Here’s another three and a half minute piece on students in New York “painting the pavement”. I hear people all the time say that livable cities initiatives are too expensive and that we can’t afford them. Well, something like Ciclovia does cost money for policing. However, there are all sorts of things we can do that cost virtually nothing. Here is the type of project that can be done for next to nothing. There is simply no excuse. (If the video doesn’t appear, click here.)
Here’s a similar example, where people paint wonderful murals in residential intersections. It’s in Portland, so it’s a little crunchy, but even if that’s not your bag, it’s a great idea. (If the video does not appear, click here).
Again, how much does it cost for a few buckets of paint? The video also talks about the practicalities, such as getting neighbor sign-off and working with city engineers. They even leveraged people sentenced to community service to help with the project!

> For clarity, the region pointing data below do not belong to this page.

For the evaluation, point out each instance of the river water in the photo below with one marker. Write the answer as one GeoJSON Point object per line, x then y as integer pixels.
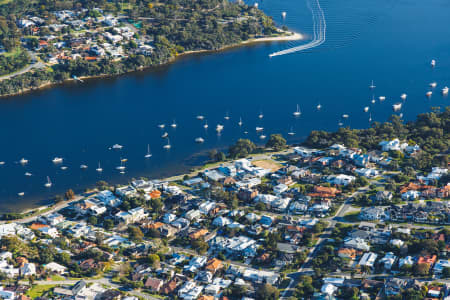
{"type": "Point", "coordinates": [391, 42]}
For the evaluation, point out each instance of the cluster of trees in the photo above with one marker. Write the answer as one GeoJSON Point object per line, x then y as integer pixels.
{"type": "Point", "coordinates": [429, 130]}
{"type": "Point", "coordinates": [13, 62]}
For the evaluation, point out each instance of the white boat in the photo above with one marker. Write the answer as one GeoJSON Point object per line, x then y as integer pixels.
{"type": "Point", "coordinates": [291, 132]}
{"type": "Point", "coordinates": [49, 183]}
{"type": "Point", "coordinates": [57, 160]}
{"type": "Point", "coordinates": [99, 169]}
{"type": "Point", "coordinates": [148, 155]}
{"type": "Point", "coordinates": [297, 113]}
{"type": "Point", "coordinates": [397, 106]}
{"type": "Point", "coordinates": [219, 127]}
{"type": "Point", "coordinates": [167, 146]}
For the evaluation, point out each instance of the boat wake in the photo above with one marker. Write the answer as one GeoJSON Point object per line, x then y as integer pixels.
{"type": "Point", "coordinates": [319, 31]}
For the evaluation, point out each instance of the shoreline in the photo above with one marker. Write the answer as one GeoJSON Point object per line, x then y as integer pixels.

Loyal blog readers know that I’ve written extensively about the challenges of inner ring suburbs in America. One of those inner ring suburbs is Carrollton, TX in the Dallas-Ft. Worth area. They are trying to build a future for themselves based around transit oriented development. I also ran into Peter Braster, who is the TOD Manager from Carrollton, and recorded this 40 second teaser video. Anyone looking for lessons learned or someone to network with about TOD in an inner ring suburb, reach out to Peter. (If the video doesn’t show up, click here.
Since the good people in Boston were nice enough to host us, I thought I’d share a few pictures from the city.
Remember the “Big Dig”? This is where it happened. Where once a huge elevated freeway cut through downtown Boston, now there is a park. At $20 billion, it is certainly questionable whether the expense was worth it, but they at least got the results they were looking for.
Boston was home to America’s first subway. Today, the regional transit system is known as the “T”. Here’s a picture of the Red Line as it crosses the Charles River. Note the iconic “T” logo.
Don’t be fooled by the MBTA maps. The Green Line is principally a streetcar. And the Silver Line is a bus.
Here’s South Station. It’s a rail terminal used by Amtrak and commuter lines. There is a North Station as well – located on the lower level of Boston Garden.
A pedestrianized street in downtown Boston.